As a rough estimate, it can be assumed that one coil of a NEMA 17 stepper requires around 5W. So each stepper needs about 10W, with 4 motors its 40W. And you must take into account driver losses and a safety margin. A PSU that can deliver >80W should be sufficent.
But as already stated this is only a rough estimate. To be exact we need the resistance of the coils.

Yes, thats true, and it should positioned as close as possible to the driver.

Actually, I misread that. A 24V/5A is 120W, so more than enough.

Thank you for your reply. The phase resistance is 1.8 Ohms.

Thank you for the clarification. Can you recommend a size (in micro Farad, I suppose) for the capacitor?

With 1,68A this means 5,08W - nearly exact the estimation :wink:

I would recommend at least 100µF.

The rated current of the motor flows in both directions between the driver and the buffer capacitor. The direction of flow changes at quite a high frequency. The buffer capacitor must compensate for this, as modern power supplies units normally only supply current but cannot absorb any.

Thank you!

On the project I just built, I'm running two NEMA23 steppers with only 650mah of current between them, using a single 2209 chip and they run very smoothly. One of the things that 2209s are known for is their ability to drive motors with less power than most other systems. If you are running 4 motors off a single chip you would still be well under the rated capacity of the 2209 which I believe is 2a. If you're running them off 4 separate 2209s each should have a supply but it does not have to be very large. My motors are rated current/phase: 2.8A, Phase Resistance: 0.9ohms, Inductance: 2.5mH+/-20%(1KHz)

Are you able to control each motor individually (maybe a stupid question)? So far, using a 24V/5A power supply seems to work fine, but tbh I haven't driven the motors for long periods of time.

No, they run in parallel. the 2209 thinks they are one motor.
But if you want to run four individually you just need 4 2209s...

Yes, that's my current setup. Quite some soldering involved but it seems to work well.

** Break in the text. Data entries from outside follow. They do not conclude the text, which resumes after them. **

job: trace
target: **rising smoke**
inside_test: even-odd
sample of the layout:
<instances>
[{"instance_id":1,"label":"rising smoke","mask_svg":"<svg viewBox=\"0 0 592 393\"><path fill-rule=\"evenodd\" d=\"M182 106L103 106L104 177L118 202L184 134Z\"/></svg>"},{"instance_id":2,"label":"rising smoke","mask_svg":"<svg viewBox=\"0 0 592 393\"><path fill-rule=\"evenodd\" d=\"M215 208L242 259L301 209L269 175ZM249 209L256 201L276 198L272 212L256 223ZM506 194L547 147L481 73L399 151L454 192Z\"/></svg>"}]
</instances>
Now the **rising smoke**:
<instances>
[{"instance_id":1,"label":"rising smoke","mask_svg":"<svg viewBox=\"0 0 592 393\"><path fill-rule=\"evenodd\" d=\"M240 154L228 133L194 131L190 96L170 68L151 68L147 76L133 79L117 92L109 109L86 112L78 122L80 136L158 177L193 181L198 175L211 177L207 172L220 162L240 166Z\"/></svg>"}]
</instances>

I'd love to see pictures. I'm looking to build a cnc system using 2209s

I have two of these, as I am running 8 motors from two ESP32s. I hope to be able to have PCB boards printed for future iterations.
I am using them to tune a self-built string instrument, so the motors (geared at 5:1) run at low speeds/high torque. They are very silent at the low speeds I need. I am using microstepping and UART communication.
I wish I could include a schematic but haven't gotten around to learning that yet.

Are there grbl boards for esp32s? I know there are for arduinos - predesigned to take four 2209s at a time... lot less wiring work!